A rip-off culture is rife among companies who bid on British taxpayer-funded foreign aid contracts, according to a damning report.
The new report from the Commons International Development Committee warns that contractors competing for big contracts are behaving “appallingly.”
Growing aid budgets mean firms lobbying for lucrative contracts have been incentivized to behave dubiously.
The report cited industry whistleblowers, one of whom said: “It is absolutely embedded in the culture.
“There is every incentive to win that contract and there is very little punishment for not delivering on the contract. You will say everything you possibly can to win that contract.”
The investigation suggests that contractors are at times charging the government at double the market rate for some services.
The authors said the Department for International Development (DFID) must adopt a more “robust” approach to private contractors in future.
Unethical contractors are not the only issue eating away at aid budgets.
Auditors said in February that the UK is losing up to £300 million ($377 million) per year to foreign aid fraud and had no idea it is happening.

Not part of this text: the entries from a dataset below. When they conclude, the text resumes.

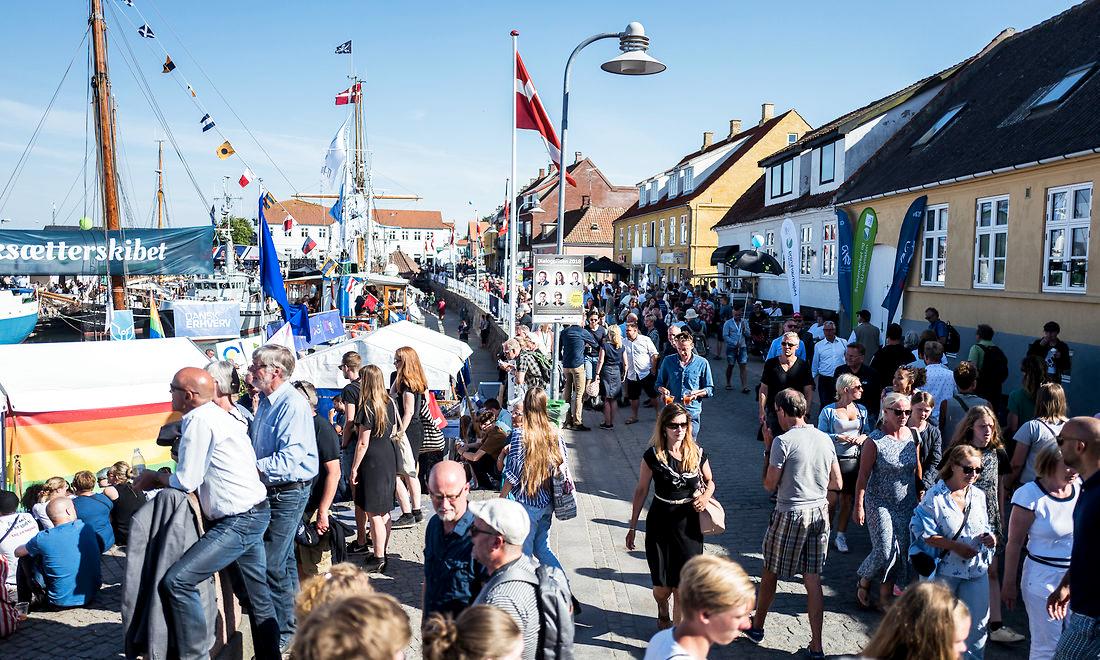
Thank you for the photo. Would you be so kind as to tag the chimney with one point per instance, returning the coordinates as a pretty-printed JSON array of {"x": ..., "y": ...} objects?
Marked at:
[{"x": 767, "y": 111}]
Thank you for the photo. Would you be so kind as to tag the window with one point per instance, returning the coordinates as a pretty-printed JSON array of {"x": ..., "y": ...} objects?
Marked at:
[
  {"x": 991, "y": 242},
  {"x": 828, "y": 250},
  {"x": 805, "y": 250},
  {"x": 1063, "y": 88},
  {"x": 782, "y": 178},
  {"x": 826, "y": 163},
  {"x": 1068, "y": 216},
  {"x": 934, "y": 257},
  {"x": 941, "y": 123}
]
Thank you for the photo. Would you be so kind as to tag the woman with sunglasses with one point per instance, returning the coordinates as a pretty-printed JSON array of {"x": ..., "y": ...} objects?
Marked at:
[
  {"x": 847, "y": 425},
  {"x": 980, "y": 430},
  {"x": 683, "y": 484},
  {"x": 886, "y": 494},
  {"x": 952, "y": 521}
]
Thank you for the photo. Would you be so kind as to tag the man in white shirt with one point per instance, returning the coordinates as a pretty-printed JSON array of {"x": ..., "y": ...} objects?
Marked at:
[
  {"x": 828, "y": 354},
  {"x": 639, "y": 358},
  {"x": 217, "y": 459}
]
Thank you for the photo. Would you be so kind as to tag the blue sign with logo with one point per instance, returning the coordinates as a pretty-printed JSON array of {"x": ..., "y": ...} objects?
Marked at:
[{"x": 207, "y": 320}]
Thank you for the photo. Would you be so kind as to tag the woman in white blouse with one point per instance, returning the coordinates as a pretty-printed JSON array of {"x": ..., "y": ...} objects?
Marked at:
[{"x": 1043, "y": 514}]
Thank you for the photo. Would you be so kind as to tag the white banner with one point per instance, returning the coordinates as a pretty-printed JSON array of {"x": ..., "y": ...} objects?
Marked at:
[{"x": 790, "y": 240}]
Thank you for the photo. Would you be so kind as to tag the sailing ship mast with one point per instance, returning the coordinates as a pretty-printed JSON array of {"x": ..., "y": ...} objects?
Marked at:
[{"x": 105, "y": 132}]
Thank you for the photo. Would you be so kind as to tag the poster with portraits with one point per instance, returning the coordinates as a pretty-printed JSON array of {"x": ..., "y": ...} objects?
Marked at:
[{"x": 558, "y": 293}]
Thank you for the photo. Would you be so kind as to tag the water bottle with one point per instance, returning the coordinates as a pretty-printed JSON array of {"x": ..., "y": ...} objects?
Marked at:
[{"x": 138, "y": 462}]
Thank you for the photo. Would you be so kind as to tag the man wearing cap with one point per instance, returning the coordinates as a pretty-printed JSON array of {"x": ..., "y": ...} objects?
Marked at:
[{"x": 498, "y": 531}]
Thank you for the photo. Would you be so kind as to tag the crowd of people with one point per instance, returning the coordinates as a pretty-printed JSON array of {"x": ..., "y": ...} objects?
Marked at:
[{"x": 971, "y": 497}]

Some £10 billion in aid is given to foreign regimes every year. DfID estimates 0.03 percent of this is being lost.
However, the National Audit Office (NAO) believes that number is improbably low considering that some of the countries receiving the cash are rated as seriously corrupt.
While the NAO has not put a figure on the losses, it said DfID’s figures for acknowledged fraud look suspiciously low compared to those of other departments.
Despite Britain being rated one of the least corrupt regimes in the world, Her Majesty’s Revenue and Customs (HMRC) concedes that three percent of its annual budget is lost through fraud, while the Department for Work and Pensions (DWP) saw 0.07 percent disappear.